The foregoing findings indicate the potential of PCR analysis to detect diagnostic markers for the identification of two river pufferfish populations. The findings validate the method as a suitable tool for DNA evaluations, both within and between individuals, populations, and species. The classification of river pufferfish species is based on morphological variations in the tail type, body color, body size, body type, and mouth size. Differences in such traits reflect their separate origin or genetic identity (Chenyambuga et al., 2004). The population relationships indicated by PCR analysis should be consistent with previously acquired data based on morphological analysis (Nebauer et al., 2000).

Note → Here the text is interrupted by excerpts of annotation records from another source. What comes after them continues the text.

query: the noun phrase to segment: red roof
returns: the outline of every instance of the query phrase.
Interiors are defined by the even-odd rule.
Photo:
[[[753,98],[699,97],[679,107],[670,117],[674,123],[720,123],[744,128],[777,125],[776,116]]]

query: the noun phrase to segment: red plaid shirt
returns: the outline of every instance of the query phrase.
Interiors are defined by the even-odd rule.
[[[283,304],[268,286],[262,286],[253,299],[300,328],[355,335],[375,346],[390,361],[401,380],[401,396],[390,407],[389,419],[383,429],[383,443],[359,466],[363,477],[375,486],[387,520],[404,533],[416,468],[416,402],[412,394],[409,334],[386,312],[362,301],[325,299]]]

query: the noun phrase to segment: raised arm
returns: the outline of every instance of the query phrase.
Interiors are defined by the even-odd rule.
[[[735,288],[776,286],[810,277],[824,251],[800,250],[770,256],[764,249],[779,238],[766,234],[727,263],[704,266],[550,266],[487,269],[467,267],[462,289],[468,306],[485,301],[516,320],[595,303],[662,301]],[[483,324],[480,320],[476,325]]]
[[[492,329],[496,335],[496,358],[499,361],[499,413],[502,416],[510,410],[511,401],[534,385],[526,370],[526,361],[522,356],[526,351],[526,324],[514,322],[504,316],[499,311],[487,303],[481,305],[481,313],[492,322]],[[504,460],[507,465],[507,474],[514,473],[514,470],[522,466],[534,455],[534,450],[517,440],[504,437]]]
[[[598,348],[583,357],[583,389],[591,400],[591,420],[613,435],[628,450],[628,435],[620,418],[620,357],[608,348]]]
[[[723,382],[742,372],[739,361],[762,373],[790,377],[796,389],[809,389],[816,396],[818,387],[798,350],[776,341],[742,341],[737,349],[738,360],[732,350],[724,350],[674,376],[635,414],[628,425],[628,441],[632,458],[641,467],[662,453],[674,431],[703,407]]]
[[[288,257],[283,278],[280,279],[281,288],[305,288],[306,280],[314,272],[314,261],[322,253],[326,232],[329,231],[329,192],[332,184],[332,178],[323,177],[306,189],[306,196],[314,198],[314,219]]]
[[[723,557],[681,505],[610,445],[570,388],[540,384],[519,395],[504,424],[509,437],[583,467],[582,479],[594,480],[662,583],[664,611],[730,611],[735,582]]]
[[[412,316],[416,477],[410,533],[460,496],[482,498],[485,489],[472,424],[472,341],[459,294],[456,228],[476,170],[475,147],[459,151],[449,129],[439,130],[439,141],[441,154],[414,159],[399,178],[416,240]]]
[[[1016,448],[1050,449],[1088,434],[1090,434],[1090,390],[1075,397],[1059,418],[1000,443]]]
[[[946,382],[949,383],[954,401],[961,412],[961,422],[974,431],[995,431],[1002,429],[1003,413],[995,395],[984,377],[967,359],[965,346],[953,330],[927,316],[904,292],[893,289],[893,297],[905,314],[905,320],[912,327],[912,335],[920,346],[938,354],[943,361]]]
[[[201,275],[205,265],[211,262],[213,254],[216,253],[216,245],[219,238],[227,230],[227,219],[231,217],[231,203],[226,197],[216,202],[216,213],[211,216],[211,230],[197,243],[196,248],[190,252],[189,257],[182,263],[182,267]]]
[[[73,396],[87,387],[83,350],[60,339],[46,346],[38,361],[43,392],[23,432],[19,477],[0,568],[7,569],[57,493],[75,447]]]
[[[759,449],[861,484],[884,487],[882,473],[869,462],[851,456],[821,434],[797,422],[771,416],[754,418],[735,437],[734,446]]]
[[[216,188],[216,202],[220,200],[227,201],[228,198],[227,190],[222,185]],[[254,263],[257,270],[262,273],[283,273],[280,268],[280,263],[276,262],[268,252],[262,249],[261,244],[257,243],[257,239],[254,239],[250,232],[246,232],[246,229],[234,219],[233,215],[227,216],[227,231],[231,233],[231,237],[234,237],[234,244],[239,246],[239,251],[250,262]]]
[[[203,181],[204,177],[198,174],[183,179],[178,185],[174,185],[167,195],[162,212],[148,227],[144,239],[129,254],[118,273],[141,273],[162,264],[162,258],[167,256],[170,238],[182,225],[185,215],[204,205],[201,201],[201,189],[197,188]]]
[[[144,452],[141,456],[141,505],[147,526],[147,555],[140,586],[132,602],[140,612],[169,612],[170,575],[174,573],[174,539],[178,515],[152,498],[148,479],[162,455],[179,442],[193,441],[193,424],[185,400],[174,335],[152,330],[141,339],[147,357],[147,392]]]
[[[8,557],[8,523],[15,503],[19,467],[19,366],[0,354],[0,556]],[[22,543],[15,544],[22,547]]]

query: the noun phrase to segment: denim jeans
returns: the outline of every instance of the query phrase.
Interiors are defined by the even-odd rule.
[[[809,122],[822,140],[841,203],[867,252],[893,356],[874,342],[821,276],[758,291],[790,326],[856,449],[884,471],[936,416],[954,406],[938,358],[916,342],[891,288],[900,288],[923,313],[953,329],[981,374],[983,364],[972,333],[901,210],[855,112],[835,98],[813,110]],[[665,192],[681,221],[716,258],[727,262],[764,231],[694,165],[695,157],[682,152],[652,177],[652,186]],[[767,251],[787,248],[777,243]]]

In general, using several oligonucleotide primers, this PCR technique enables the determination of detailed markers specific to geographic populations, besides genetic diversity and polymorphism in individuals (Partis & Wells, 1996; Adams, 2000; Bartish et al., 2000; Kim et al., 2000; McCormack et al., 2000; Nozaki et al., 2000; Yoon & Park, 2002; Kim et al., 2004; Park et al., 2005; Yoon & Kim, 2010; Hur et al., 2012; Yoon et al., 2012; Song & Yoon, 2013; Yoon, 2019). Data highlighting the GD of the river pufferfish can be used to determine the increase in individual population as well as the conservation efforts in the inshore and river areas of the Korean peninsula. Nonetheless, additional studies involving larger number of individuals, primers, populations, species, and genera are required to definitively construct the loci for specific taxa and the subsequent interspecific gene flow in the genus Takifugu. Advanced studies including a large number of individual samples and primers are needed to acquire comprehensive data related to the genetic structure of the two river pufferfish populations.